Anggota Komisi II ​DPR RI Soroti Pengangkatan Anak Gubernur Aceh Jadi Komut PGE

Hal tersebut disampaikan dalam Rapat Kerja dan Rapat Dengar Pendapat (RDP) bersama Kementerian Dalam Negeri di Kompleks Parlemen, Senayan, Jakarta

Jakarta, KabarKini.Co – Anggota Komisi II DPR RI dari Partai Nasdem, Ujang B, menyoroti pengangkatan anak Gubernur Aceh sebagai Komisaris Utama di salah satu Badan Usaha Milik Daerah (BUMD) Aceh. Hal tersebut disampaikan dalam Rapat Kerja dan Rapat Dengar Pendapat (RDP) bersama Kementerian Dalam Negeri di Kompleks Parlemen, Senayan, Jakarta, Senin (30/3/2026).

​Dilansir dari unggahan akun Instagram resmi Media Indonesia, Ujang Bey mempertanyakan keterlibatan Kemendagri dalam proses penunjukan jabatan strategis tersebut.

“Terutama terkait pengangkatan Komisaris Utama PT PGE (Pema Global Energy), anak Gubernur Aceh. Untuk diangkat jadi Komisaris Utama, pasti itu sudah melalui restu dari Mendagri,” ujar Ujang dalam rapat tersebut.

​Menanggapi pernyataan tersebut, Menteri Dalam Negeri Tito Karnavian menegaskan bahwa pihaknya belum pernah mengeluarkan surat persetujuan terkait pengangkatan tersebut. Menurut Tito, mekanisme penunjukan di perusahaan daerah (Perseroan Daerah/Rusda) seringkali dilakukan secara internal melalui mekanisme pemegang saham.
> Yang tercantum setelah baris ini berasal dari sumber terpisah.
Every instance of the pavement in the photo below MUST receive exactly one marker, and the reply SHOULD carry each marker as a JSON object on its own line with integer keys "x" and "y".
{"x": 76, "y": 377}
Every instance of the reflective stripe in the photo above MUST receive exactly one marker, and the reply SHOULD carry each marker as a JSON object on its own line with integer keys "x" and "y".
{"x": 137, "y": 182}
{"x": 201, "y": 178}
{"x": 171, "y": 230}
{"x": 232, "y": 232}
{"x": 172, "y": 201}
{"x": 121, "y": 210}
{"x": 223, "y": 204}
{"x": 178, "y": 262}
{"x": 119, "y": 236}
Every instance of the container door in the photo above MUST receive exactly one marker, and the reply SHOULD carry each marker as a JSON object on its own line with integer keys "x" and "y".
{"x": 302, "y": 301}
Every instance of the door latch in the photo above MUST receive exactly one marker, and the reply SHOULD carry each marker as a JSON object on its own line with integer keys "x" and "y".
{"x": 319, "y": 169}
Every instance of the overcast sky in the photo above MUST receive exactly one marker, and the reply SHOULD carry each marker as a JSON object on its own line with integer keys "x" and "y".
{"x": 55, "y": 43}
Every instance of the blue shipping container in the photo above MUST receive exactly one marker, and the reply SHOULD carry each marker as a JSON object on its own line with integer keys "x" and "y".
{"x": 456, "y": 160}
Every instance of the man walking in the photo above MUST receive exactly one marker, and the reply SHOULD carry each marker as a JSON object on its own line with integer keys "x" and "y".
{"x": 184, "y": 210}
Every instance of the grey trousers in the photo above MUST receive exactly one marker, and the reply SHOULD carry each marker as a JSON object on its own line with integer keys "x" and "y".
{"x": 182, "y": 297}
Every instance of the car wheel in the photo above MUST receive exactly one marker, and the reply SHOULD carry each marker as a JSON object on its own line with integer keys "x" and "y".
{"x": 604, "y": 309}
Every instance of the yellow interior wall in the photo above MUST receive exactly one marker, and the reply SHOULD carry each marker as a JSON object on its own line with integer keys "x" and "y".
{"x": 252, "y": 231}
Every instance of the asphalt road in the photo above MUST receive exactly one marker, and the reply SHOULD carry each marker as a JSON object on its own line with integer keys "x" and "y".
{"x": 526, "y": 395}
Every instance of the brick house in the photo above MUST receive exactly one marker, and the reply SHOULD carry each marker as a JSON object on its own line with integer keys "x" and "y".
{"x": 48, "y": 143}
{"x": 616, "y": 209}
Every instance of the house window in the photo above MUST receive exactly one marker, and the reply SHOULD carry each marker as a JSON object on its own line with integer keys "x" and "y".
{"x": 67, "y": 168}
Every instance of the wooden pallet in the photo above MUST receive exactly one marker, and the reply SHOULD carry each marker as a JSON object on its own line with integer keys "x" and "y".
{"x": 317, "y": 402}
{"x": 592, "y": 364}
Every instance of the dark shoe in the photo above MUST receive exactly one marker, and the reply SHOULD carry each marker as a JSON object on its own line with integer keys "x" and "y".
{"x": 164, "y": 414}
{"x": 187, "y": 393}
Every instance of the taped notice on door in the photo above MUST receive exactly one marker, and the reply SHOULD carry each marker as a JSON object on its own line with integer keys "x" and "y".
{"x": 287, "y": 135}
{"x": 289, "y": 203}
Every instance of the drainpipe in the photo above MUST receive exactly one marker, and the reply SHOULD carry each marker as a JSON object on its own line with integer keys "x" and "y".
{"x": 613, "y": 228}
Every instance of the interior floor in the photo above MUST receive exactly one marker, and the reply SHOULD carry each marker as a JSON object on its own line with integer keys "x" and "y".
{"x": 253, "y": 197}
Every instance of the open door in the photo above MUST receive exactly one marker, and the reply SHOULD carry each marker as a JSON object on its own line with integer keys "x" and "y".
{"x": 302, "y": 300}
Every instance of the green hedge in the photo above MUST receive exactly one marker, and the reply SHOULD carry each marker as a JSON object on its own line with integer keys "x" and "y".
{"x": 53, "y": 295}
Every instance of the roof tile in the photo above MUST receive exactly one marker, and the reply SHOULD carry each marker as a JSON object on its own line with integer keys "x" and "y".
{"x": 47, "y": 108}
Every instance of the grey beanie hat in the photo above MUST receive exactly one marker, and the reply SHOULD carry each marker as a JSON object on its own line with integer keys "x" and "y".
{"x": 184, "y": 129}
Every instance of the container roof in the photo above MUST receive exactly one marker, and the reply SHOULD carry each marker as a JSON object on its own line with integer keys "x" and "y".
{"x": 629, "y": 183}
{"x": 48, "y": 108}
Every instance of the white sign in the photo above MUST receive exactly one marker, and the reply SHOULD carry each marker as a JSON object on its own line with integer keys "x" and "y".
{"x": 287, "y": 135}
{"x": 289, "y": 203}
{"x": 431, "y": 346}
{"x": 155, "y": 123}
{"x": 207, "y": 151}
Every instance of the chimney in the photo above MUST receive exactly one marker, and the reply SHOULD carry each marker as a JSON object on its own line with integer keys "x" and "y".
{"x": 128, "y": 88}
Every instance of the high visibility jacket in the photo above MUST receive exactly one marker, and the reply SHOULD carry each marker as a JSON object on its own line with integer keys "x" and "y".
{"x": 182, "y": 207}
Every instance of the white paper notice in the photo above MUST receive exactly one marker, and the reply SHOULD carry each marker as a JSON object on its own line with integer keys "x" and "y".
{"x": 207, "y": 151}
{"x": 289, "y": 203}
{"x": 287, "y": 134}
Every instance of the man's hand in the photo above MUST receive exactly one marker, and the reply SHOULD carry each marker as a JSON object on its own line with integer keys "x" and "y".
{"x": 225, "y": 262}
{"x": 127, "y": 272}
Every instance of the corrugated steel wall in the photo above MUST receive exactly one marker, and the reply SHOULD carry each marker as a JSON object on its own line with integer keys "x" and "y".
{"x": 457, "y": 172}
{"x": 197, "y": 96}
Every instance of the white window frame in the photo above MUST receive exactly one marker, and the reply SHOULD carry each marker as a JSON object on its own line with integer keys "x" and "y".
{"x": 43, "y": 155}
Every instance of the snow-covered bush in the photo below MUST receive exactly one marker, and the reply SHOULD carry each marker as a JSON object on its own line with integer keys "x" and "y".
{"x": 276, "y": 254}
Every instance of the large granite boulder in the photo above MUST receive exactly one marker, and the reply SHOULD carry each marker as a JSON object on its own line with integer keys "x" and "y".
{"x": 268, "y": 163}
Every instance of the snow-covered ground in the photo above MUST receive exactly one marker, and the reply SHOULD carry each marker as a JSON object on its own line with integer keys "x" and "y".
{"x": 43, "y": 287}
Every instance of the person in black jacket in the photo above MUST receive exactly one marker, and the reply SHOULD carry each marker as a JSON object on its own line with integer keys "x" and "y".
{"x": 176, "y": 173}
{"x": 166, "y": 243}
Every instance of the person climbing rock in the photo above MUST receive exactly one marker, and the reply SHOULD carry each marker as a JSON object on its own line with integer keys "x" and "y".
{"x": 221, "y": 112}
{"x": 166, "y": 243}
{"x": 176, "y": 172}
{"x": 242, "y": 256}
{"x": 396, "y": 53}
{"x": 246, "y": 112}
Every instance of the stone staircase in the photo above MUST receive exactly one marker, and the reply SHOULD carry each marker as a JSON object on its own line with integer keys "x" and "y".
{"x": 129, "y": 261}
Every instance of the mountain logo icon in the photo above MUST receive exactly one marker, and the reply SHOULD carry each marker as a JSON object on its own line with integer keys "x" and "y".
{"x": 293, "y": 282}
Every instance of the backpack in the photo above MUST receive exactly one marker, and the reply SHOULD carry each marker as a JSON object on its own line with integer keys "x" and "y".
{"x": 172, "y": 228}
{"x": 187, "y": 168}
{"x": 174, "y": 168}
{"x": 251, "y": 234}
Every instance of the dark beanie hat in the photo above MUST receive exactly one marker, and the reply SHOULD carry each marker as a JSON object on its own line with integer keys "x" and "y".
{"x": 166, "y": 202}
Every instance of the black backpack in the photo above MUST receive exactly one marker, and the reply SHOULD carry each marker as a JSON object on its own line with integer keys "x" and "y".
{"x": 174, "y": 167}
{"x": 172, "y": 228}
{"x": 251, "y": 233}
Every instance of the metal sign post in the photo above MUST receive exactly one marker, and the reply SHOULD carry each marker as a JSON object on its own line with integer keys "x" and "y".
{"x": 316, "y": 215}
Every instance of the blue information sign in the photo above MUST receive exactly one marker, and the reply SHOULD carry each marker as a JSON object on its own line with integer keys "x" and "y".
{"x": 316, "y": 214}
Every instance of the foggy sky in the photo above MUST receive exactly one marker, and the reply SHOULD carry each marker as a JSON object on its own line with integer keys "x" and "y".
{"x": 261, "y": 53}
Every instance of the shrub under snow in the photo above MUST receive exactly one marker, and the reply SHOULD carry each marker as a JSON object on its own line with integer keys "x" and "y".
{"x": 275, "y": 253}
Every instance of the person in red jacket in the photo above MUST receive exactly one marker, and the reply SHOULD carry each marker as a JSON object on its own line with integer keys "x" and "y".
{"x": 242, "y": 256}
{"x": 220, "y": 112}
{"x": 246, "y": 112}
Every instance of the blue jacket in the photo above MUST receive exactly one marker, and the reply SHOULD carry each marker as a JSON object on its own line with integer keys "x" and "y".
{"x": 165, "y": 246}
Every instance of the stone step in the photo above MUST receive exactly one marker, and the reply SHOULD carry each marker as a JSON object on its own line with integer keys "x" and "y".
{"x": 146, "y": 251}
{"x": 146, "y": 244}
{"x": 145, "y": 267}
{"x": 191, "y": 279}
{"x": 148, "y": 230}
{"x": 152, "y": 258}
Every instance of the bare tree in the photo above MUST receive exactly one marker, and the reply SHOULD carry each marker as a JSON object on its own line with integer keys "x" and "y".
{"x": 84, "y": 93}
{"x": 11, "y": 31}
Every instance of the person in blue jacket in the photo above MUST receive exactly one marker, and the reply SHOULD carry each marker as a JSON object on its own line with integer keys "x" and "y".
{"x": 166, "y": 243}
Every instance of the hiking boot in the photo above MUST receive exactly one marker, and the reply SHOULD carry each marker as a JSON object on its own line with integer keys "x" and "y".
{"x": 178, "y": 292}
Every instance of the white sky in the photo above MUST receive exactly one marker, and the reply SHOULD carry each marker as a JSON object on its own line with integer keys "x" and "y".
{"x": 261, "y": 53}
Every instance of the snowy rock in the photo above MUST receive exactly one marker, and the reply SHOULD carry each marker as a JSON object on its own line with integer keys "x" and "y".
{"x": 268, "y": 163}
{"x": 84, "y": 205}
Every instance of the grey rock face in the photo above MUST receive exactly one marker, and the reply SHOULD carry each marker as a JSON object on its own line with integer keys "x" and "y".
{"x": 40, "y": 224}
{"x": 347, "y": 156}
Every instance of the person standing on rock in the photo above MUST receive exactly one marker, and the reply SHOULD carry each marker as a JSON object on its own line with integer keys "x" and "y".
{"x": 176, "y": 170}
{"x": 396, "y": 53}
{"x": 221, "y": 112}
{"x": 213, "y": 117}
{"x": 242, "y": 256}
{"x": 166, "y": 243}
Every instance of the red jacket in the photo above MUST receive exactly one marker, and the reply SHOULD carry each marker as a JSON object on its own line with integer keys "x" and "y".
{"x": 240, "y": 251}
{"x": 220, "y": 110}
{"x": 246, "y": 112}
​”Kemendagri belum pernah mengeluarkan persetujuan. Informasi yang kami dapatkan bahwa yang bersangkutan dipilih berdasarkan Rapat Umum Pemegang Saham (RUPS) yang ada, meskipun pemegang sahamnya tentu adalah pemerintah daerah,” jelas Tito.

​Mantan Kapolri tersebut menyatakan akan segera mengambil langkah untuk memastikan apakah proses penunjukan tersebut telah memenuhi aturan yang berlaku.

​”Ini akan kami lihat, apakah mekanismenya sudah benar, kemudian kedua apakah kriterianya sudah memenuhi kriteria untuk menjadi seorang Komisaris Utama,” tegas Tito.
​Tito menambahkan bahwa pihaknya akan segera menerjunkan tim untuk melakukan pengecekan ke Aceh.